Brits in Barcelona gold rush
In a night to remember for Britain, Jessica Ennis claimed gold on the penultimate day of competition in the European Championships in Barcelona, yesterday.
Ennis added the European heptathlon crown to the world title she won last year with a hard-fought victory over Olympic champion Nataliya Dobrynska, of Ukraine, winning by just 45 points.
She led from start to finish over two gruelling days of competition, as she had done in Berlin last year, but this time was pushed all the way by Dobrynska.
The 24-year-old from Sheffield only had an 18-point lead (or cushion of around 1.3 seconds) going into the 800m, and Dobrynska briefly tried to wipe that out as she took the lead with 250m to go.
But Ennis was having none of it and quickly reclaimed the lead before powering to victory in two minutes 10.18 seconds.
Before, Dai Greene had led Britain's second one-two of the championships, claiming gold in the 400 metres hurdles ahead of team-mate Rhys Williams.
Greene powered to victory in 48.12 seconds, lowering his own leading time in Europe this year with a new personal best. And Williams survived misjudging the final hurdle to claim silver in 48.96, also a new personal best. Ukraine's Stanislav Melnykov took bronze.
More glory was to follow, as in the very last event of the day, Mo Farah pulled off a stunning double, winning gold in the 5,000m final to add to his 10,000m gold from the opening day.

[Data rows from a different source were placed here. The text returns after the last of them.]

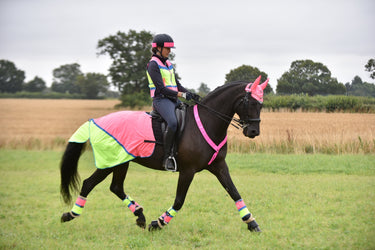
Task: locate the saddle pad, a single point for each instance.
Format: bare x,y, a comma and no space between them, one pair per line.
118,137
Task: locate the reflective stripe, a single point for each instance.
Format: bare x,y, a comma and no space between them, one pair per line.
242,209
131,204
77,209
168,215
81,201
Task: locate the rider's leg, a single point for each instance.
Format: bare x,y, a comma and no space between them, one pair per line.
166,109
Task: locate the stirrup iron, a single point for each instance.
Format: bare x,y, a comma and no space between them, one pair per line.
170,158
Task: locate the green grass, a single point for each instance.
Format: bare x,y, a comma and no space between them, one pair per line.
299,201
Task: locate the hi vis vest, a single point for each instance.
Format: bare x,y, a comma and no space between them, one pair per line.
167,73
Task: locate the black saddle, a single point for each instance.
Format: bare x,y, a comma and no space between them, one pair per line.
159,125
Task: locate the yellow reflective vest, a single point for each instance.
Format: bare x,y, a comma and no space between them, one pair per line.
167,74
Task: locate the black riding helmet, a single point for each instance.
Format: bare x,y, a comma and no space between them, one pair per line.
163,40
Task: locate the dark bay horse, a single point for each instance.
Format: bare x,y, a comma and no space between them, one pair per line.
201,146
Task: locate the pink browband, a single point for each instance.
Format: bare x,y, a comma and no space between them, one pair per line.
167,45
206,137
256,90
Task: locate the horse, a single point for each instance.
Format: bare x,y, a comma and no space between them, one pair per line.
202,146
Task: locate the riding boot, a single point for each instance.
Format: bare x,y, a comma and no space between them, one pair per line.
169,161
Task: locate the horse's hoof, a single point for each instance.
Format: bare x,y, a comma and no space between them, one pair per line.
154,226
253,226
66,217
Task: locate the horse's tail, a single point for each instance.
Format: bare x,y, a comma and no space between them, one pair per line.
69,163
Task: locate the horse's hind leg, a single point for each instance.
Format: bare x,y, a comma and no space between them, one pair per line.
98,176
220,170
117,187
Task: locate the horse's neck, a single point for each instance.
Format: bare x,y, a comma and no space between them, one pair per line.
222,102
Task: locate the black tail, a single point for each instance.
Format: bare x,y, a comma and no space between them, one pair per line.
68,169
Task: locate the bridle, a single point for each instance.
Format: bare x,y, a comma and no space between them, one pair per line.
237,123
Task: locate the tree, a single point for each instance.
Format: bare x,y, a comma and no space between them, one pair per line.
359,88
92,84
35,85
308,77
370,67
65,78
130,53
247,73
203,90
11,78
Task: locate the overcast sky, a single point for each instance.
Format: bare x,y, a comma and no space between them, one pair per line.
211,37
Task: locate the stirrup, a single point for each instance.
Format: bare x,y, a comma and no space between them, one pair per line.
170,158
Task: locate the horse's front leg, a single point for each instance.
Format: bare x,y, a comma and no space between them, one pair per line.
184,182
220,170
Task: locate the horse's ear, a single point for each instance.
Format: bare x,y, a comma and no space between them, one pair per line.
255,84
264,85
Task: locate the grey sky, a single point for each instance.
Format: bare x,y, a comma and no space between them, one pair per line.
211,37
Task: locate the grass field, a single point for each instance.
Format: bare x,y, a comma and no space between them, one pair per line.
302,199
300,202
47,124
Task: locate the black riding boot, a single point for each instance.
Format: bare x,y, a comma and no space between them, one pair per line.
169,161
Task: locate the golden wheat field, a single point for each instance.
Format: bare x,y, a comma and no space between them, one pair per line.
47,124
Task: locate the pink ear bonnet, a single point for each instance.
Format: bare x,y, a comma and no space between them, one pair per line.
256,90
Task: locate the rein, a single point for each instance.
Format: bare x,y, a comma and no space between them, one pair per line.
237,123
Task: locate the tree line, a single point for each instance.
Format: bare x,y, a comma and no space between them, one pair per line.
130,52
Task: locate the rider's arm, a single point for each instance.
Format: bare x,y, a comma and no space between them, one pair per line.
154,72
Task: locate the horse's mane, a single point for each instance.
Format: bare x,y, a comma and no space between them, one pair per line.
222,88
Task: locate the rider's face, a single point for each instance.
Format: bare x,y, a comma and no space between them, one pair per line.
165,51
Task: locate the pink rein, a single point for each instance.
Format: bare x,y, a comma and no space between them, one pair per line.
206,137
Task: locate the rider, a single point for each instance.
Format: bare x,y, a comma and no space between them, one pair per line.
165,90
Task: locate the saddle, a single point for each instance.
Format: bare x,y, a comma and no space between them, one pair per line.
159,125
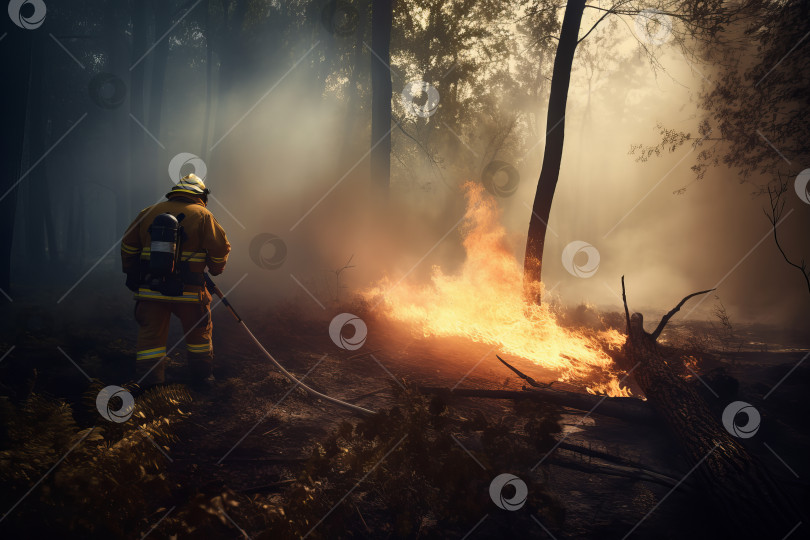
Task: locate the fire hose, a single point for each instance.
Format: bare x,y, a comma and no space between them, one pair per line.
211,286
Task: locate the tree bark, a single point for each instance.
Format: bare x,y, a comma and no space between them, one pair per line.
15,57
160,56
750,502
552,156
630,409
137,138
209,78
381,20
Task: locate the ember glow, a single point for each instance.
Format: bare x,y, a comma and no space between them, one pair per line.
484,302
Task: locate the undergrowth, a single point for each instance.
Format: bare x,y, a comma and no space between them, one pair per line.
405,473
110,475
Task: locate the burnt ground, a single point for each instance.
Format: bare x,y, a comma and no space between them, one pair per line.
250,436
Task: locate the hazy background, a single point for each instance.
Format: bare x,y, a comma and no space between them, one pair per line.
279,143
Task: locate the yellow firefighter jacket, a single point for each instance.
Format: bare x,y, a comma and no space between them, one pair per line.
204,244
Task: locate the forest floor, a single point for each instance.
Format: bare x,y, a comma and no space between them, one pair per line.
244,444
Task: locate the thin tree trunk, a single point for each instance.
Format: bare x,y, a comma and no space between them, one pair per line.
137,138
37,196
15,57
751,504
381,19
117,45
552,156
350,123
209,77
159,60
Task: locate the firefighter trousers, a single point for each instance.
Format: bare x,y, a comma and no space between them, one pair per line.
153,332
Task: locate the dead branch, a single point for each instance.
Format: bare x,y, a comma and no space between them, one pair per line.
673,311
736,482
635,473
628,409
777,208
524,376
361,355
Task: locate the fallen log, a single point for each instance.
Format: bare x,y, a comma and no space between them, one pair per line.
630,409
751,504
622,471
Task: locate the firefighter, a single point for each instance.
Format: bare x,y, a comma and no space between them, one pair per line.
164,254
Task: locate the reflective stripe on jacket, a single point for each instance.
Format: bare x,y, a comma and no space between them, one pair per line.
205,245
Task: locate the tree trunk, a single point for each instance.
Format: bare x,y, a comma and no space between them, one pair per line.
737,483
381,19
629,409
15,57
137,138
37,198
159,59
552,156
209,77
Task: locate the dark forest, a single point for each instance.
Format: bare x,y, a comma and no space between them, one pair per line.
405,269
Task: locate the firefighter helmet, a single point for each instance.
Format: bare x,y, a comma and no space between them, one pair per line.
191,184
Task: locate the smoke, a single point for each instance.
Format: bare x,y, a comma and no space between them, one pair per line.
290,164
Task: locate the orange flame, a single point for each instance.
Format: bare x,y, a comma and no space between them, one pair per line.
485,303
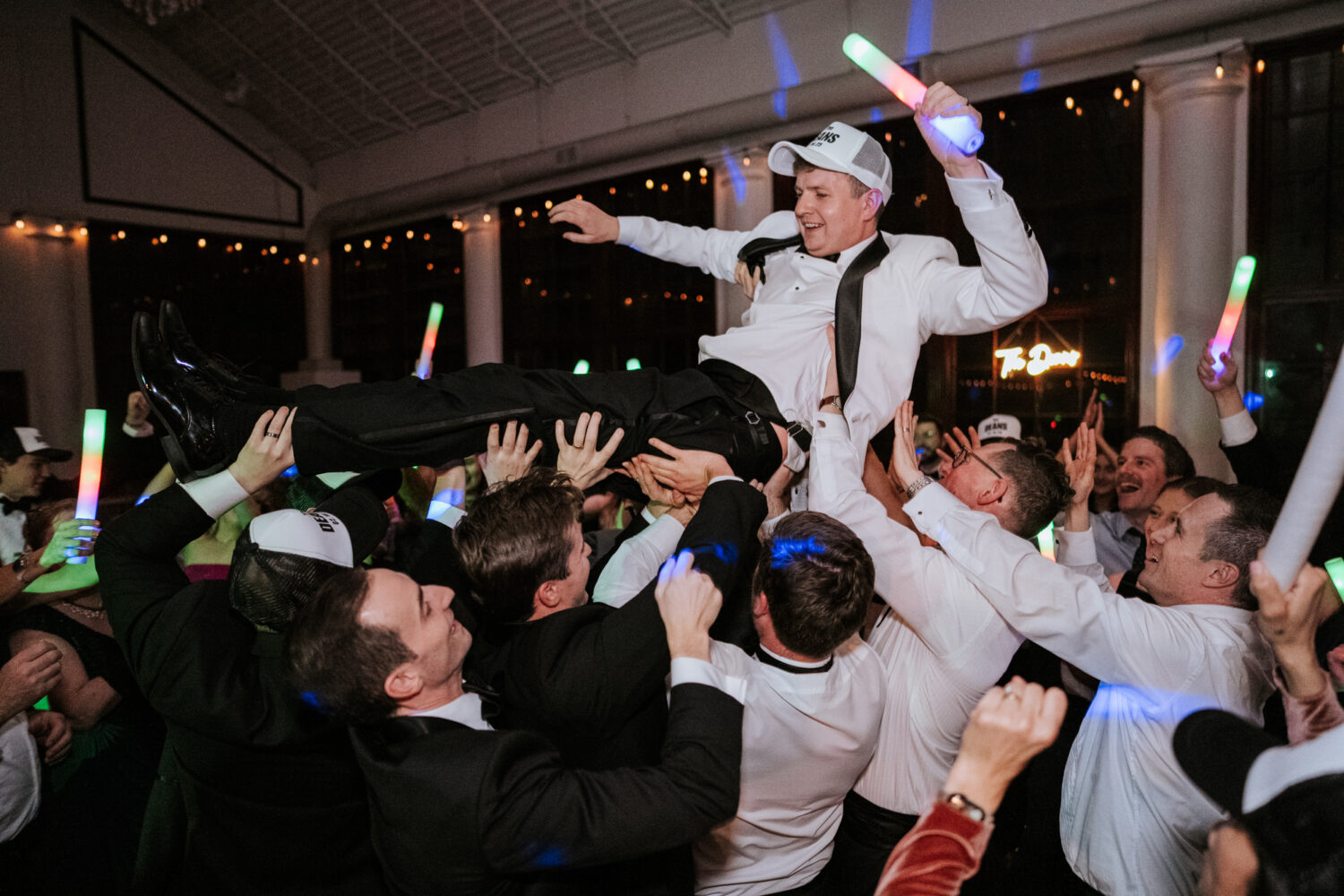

Farah became the first runner to do the Euro distance double for 20 years, emulating the achievement of Italy's Salvatore Amin in Split in 1990. Dending champion Jesus Espana, of Spain, was second, with Azerbaijan's Hayle Ibrahimov third.
Michael Rimmer looked on course to claim Britain's first 800m gold since Tom McKean in 1990 when he took over the lead with around 250 metres to go. The 24-year-old from Southport battled bravely down the home straight but was finally overtaken by Poland's Marcin Lewandowski just metres from the line.
Lewandowski clocked one minute 47.07 seconds with Rimmer just a tenth of a second behind, Poland's Adam Kszczot claiming the bronze.
Earlier in the day, Lithuania's Zivile Balciunaite put previous European misery behind her as she came out on top in punishing heat to win gold in the women's marathon.
The 31-year-old just missed out on a medal four years ago in Gothenburg but having targeted the European Championships all season, not even the high temperatures could stop her taking gold.
The veteran competitor was able to maintain her tempo in the second half of the race to finish in a time of 2hr 31min 14sec.
Russia's Nailya Yulamanova and Italy's Anna Incerti took silver and bronze respectively.
In the morning heats, France raced into the final of the 4x100m relay without even calling on their double European champion Christophe Lemaitre.
The 100m and 200m gold medal winner was rested and it was left to Martial Mbandjock, bronze medal winner in the 100m, to run France home in a time of 39.12secs.
Germany qualified in first place but the big surprise was the elimination of Great Britain, who were expected to challenge France for gold.
Despite being without Dwain Chambers, who was not selected as Britain build a team for the Olympics, they still had a strong squad including 100m silver medallist Mark Lewis Francis, but a poor handover involving Marlon Devonish and him saw them lose valuable time.
There was no better news from the women's team either, Joice Maduaka, Montell Douglas, Hayley Jones and Laura Turner finishing sixth in their semi-final to also miss out on the final after more poor baton exchanges.
The first women's semi-final had featured 50-year-old Merlene Ottey competing for Slovenia, but there was no fairytale ending for the former Jamaican star.
Ottey, the oldest ever competitor in the championships, ran the final leg but Slovenia's quartet could only finish seventh in 44.30s to miss out on the final.